In the complex number field things are more complicated. Generally for a number $c$ and an integer $n$ there always exist $n$ distinct complex numbers $z$ such that $c = z^n$. Both the exponent and the exponentation are not bijective in any case because $x^n = (\zeta x)^n$ where $\zeta$ is an $n$-th primitive root of unity and $a^x = a^{x+i2\pi/\ln a}$ where $\ln a$ is the real natural logarithm of $a$. (using the extension of $e^x$ to $x\in \mathbb{C}$)

Answer 4

It really boils down to what function you are talking about.

If we are talking about (like you said) $f(x) = a^x$ then the inverse function, $f^{-1}(x)$, is equal to $\log_a(x)$. But, if we are talking $g(x) = x^a$, then the inverse of that, $g^{-1}(x)$, is equal to $x^{1/a} = \sqrt[a]{x}$. In other words, taking a root is absolutely an inverse function too.

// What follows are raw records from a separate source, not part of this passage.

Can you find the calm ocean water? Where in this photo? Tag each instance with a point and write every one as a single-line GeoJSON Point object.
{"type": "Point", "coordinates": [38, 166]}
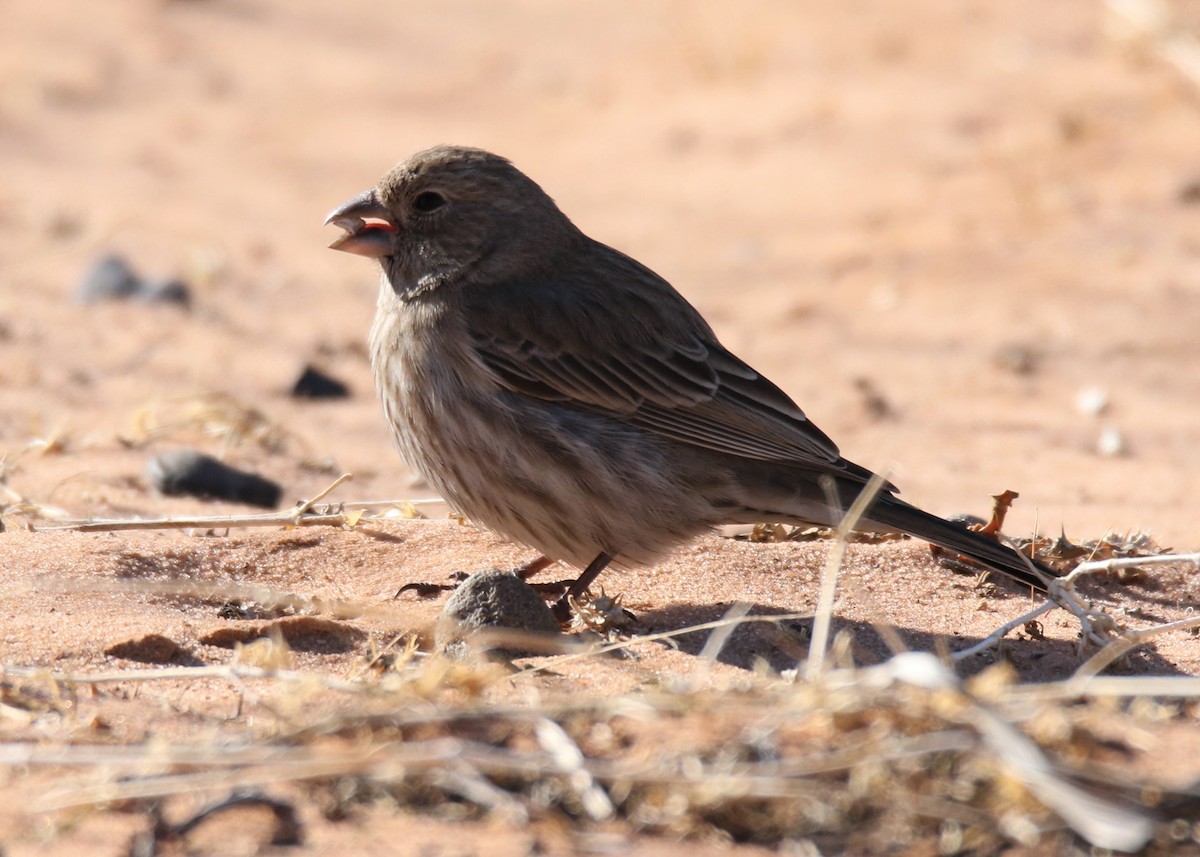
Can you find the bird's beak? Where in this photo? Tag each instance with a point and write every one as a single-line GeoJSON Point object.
{"type": "Point", "coordinates": [369, 226]}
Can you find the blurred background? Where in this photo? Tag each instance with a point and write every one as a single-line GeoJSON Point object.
{"type": "Point", "coordinates": [965, 237]}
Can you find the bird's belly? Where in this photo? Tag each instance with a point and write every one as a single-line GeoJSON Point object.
{"type": "Point", "coordinates": [567, 483]}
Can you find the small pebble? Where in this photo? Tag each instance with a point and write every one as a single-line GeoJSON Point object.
{"type": "Point", "coordinates": [113, 279]}
{"type": "Point", "coordinates": [493, 599]}
{"type": "Point", "coordinates": [165, 292]}
{"type": "Point", "coordinates": [187, 472]}
{"type": "Point", "coordinates": [313, 383]}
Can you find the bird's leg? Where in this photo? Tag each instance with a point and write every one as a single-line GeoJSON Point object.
{"type": "Point", "coordinates": [563, 605]}
{"type": "Point", "coordinates": [533, 567]}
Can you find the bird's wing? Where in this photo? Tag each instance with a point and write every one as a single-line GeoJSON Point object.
{"type": "Point", "coordinates": [613, 337]}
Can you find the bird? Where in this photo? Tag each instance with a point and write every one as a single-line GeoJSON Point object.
{"type": "Point", "coordinates": [563, 395]}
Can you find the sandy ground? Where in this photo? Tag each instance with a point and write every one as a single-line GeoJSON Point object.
{"type": "Point", "coordinates": [943, 229]}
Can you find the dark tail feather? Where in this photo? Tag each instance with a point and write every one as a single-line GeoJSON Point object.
{"type": "Point", "coordinates": [889, 513]}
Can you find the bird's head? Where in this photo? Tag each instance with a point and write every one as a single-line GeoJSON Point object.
{"type": "Point", "coordinates": [453, 215]}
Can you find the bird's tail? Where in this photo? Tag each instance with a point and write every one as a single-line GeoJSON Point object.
{"type": "Point", "coordinates": [888, 513]}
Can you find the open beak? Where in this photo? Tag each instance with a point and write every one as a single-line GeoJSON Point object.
{"type": "Point", "coordinates": [367, 223]}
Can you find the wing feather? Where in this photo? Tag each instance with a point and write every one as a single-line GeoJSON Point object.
{"type": "Point", "coordinates": [611, 336]}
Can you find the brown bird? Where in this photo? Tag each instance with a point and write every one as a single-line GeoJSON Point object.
{"type": "Point", "coordinates": [562, 394]}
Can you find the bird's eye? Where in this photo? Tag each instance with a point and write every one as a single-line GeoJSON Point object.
{"type": "Point", "coordinates": [429, 201]}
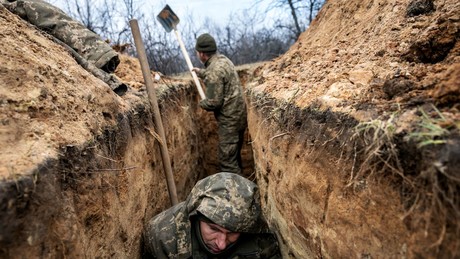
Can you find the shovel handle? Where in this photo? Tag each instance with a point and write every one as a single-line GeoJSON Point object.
{"type": "Point", "coordinates": [190, 66]}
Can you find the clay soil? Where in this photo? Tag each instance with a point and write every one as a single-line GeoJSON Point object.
{"type": "Point", "coordinates": [353, 139]}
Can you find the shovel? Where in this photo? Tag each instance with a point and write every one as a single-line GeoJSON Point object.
{"type": "Point", "coordinates": [169, 20]}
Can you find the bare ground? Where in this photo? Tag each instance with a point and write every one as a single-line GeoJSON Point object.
{"type": "Point", "coordinates": [353, 137]}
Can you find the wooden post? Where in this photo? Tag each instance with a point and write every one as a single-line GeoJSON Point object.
{"type": "Point", "coordinates": [156, 111]}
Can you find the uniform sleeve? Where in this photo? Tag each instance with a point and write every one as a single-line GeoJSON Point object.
{"type": "Point", "coordinates": [214, 81]}
{"type": "Point", "coordinates": [257, 246]}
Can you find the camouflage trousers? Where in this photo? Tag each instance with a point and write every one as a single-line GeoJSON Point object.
{"type": "Point", "coordinates": [230, 154]}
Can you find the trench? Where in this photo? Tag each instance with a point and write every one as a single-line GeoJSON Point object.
{"type": "Point", "coordinates": [93, 200]}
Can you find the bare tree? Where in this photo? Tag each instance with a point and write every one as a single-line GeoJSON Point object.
{"type": "Point", "coordinates": [296, 9]}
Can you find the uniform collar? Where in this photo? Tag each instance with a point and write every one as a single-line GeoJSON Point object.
{"type": "Point", "coordinates": [210, 60]}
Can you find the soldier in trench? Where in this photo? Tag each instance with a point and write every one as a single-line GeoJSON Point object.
{"type": "Point", "coordinates": [88, 48]}
{"type": "Point", "coordinates": [224, 97]}
{"type": "Point", "coordinates": [221, 218]}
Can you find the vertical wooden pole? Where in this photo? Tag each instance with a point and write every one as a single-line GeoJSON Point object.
{"type": "Point", "coordinates": [156, 111]}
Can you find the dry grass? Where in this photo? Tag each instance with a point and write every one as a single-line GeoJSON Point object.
{"type": "Point", "coordinates": [432, 191]}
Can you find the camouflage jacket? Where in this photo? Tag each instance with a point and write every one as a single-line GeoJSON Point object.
{"type": "Point", "coordinates": [224, 96]}
{"type": "Point", "coordinates": [55, 22]}
{"type": "Point", "coordinates": [227, 199]}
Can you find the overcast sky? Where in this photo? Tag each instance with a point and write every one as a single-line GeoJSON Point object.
{"type": "Point", "coordinates": [217, 10]}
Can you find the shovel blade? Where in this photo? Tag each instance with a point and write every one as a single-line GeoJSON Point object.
{"type": "Point", "coordinates": [168, 18]}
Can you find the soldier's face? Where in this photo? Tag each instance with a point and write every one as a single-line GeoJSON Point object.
{"type": "Point", "coordinates": [217, 238]}
{"type": "Point", "coordinates": [201, 56]}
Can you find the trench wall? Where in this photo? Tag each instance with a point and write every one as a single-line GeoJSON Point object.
{"type": "Point", "coordinates": [93, 201]}
{"type": "Point", "coordinates": [305, 159]}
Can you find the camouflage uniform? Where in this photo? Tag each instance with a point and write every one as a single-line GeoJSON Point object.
{"type": "Point", "coordinates": [225, 98]}
{"type": "Point", "coordinates": [226, 199]}
{"type": "Point", "coordinates": [52, 20]}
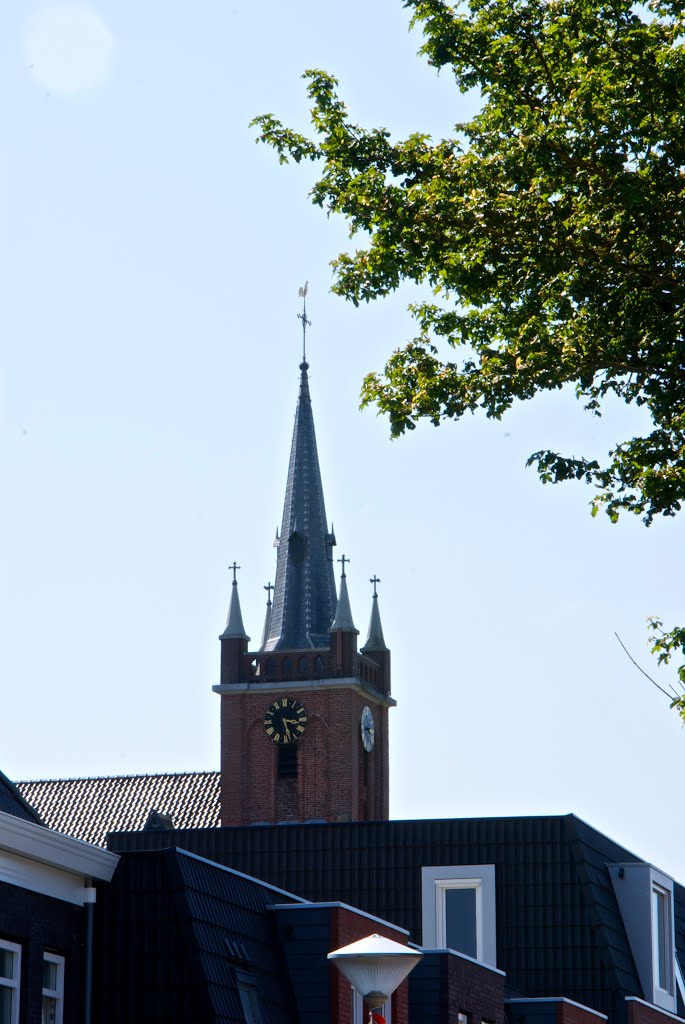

Part of the point here is that $x^y$, when you think of it as a function of two variables, behaves very differently than $xy$. The product is commutative and associative, so it's not too sloppy to talk about "the inverse of multiplication". But the two functions that I called $f(x)$ and $g(x)$ above have very different properties.

And because of that, they have different names. $\exp(x) = e^x$ is called the exponential function, and its inverse is the natural logarithm. And exponentials in general are functions where the variable is in the exponent.

Meanwhile, when we talk about raising the variable to a fixed power, we call that a power function. Power functions aren't always invertible, but, when they are, the inverse is a root, just like you were thinking.

So the key mathematical part is that $x^y$ is different from $y^x$. That means that you get different functions when you plug a constant into one variable or the other, and that means that there is a terminological difference that can be confusing.